As exportações do agronegócio brasileiro atingiram recorde de US$ 12 bilhões em fevereiro. (Foto reprodução na Internet)

Os produtos florestais contribuíram com 1,27 mil milhões de dólares e o café adicionou 1,12 mil milhões de dólares, este último ainda registando preços internacionais historicamente elevados que elevaram as receitas do café brasileiro em dois dígitos durante dois anos consecutivos. O complexo sucroalcooleiro completou os cinco primeiros, com US$ 861 milhões. Talvez o mais notável tenha sido a diversificação: as exportações de grãos secos de destilaria de milho (DDG) aumentaram 164%, o óleo essencial de laranja aumentou 29% e as farinhas de carne atingiram máximos históricos – prova de que a carteira de exportações do Brasil está a alargar-se muito além do manual tradicional de soja e carne bovina.

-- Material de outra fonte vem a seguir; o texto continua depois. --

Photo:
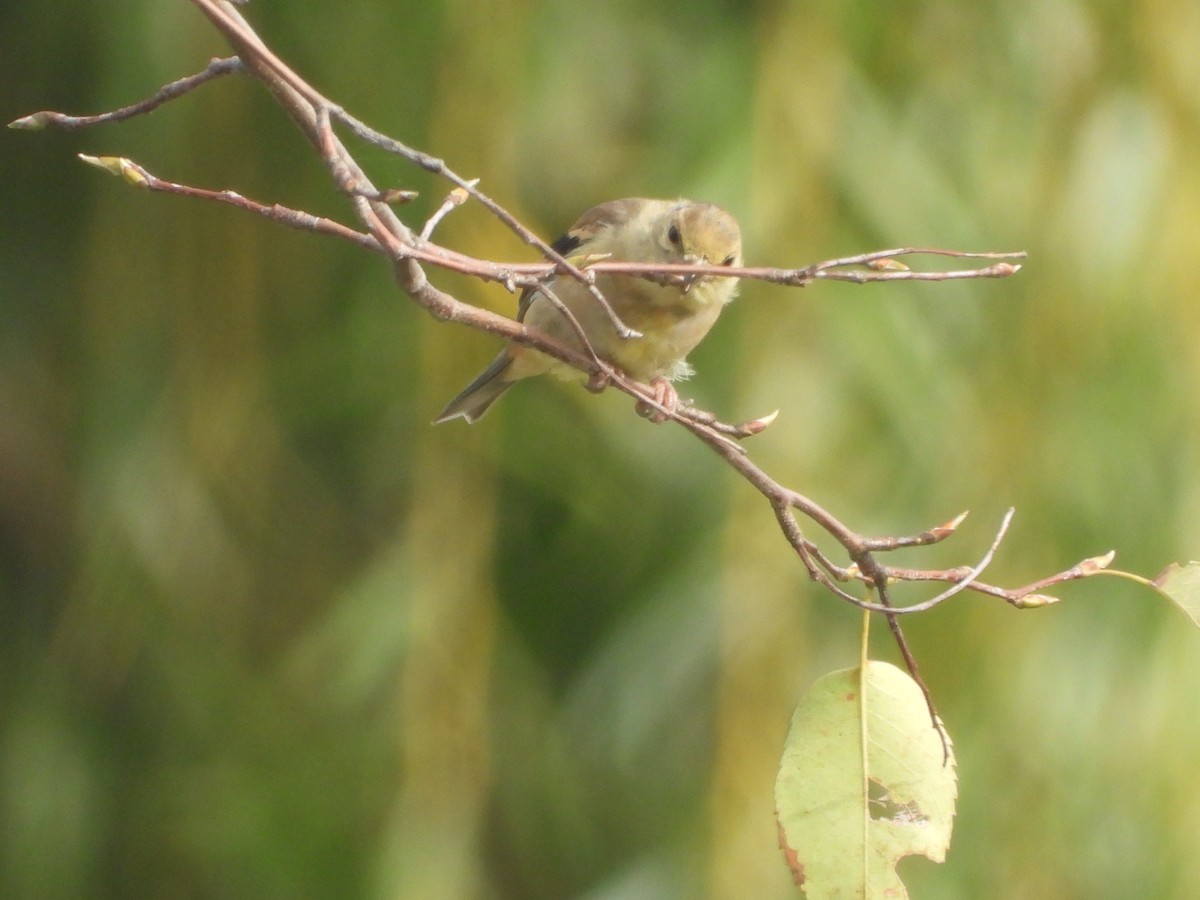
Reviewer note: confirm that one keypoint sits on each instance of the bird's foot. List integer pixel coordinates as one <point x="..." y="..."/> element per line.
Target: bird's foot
<point x="666" y="401"/>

A China continua dominante, mas surgem novos riscos

A China absorveu US$ 3,6 bilhões dos embarques de fevereiro, uma participação de 30,5% que reforça sua posição como comprador indispensável da agricultura brasileira. A União Europeia seguiu com 1,8 mil milhões de dólares (15,2%) e os Estados Unidos com 803 milhões de dólares (7%). Mas por baixo dos números das manchetes, pairam dois riscos estruturais. A China impôs recentemente cotas de importação de carne bovina brasileira limitadas a 1,106 milhão de toneladas para 2026, com uma tarifa de 55% sobre volumes acima do limite – uma restrição significativa, dado que a China recebeu 53% do recorde de 8,8 bilhões de dólares em exportações de carne bovina do Brasil no ano passado. Entretanto, a decisão de Fevereiro do Supremo Tribunal dos EUA, que derrubou a maioria das tarifas de emergência de Trump, injectou nova incerteza nos fluxos comerciais de mercadorias, mesmo quando uma tarifa geral de substituição de 10% entrou em vigor.

Colheitas recordes atendem à diversificação do mercado

O ministro da Agricultura, Carlos Fávaro, enquadrou o resultado como prova de que o Brasil pode simultaneamente alimentar o seu mercado interno e expandir o seu excedente exportável. O secretário do Comércio, Luís Rua, apontou nove novas aberturas de mercado só em Fevereiro, elevando o total para 544 desde o início de 2023 – uma campanha agressiva de diversificação que já gerou cerca de 4 mil milhões de dólares em divisas adicionais. As exportações anuais do agronegócio atingiram um recorde de 169,2 mil milhões de dólares em 2025 e, se o ritmo de Fevereiro se mantiver, 2026 está no bom caminho para o ultrapassar confortavelmente, como o Rio Times acompanhou ao longo do actual boom das exportações.

A força do sector vai além da agricultura. O agronegócio respondeu por 45,8% de todas as exportações brasileiras em fevereiro, tornando-se a fonte mais confiável de superávit comercial do país e um pilar crítico da estabilidade monetária do real. Com uma colheita recorde em curso e a procura global de proteínas ainda a aumentar, a grande questão é se o Brasil conseguirá continuar a encontrar compradores a preços que justifiquem a expansão contínua – ou se um potencial excesso de soja e o estreitamento das quotas chinesas irão testar os limites até mesmo da máquina agrícola mais prolífica do mundo.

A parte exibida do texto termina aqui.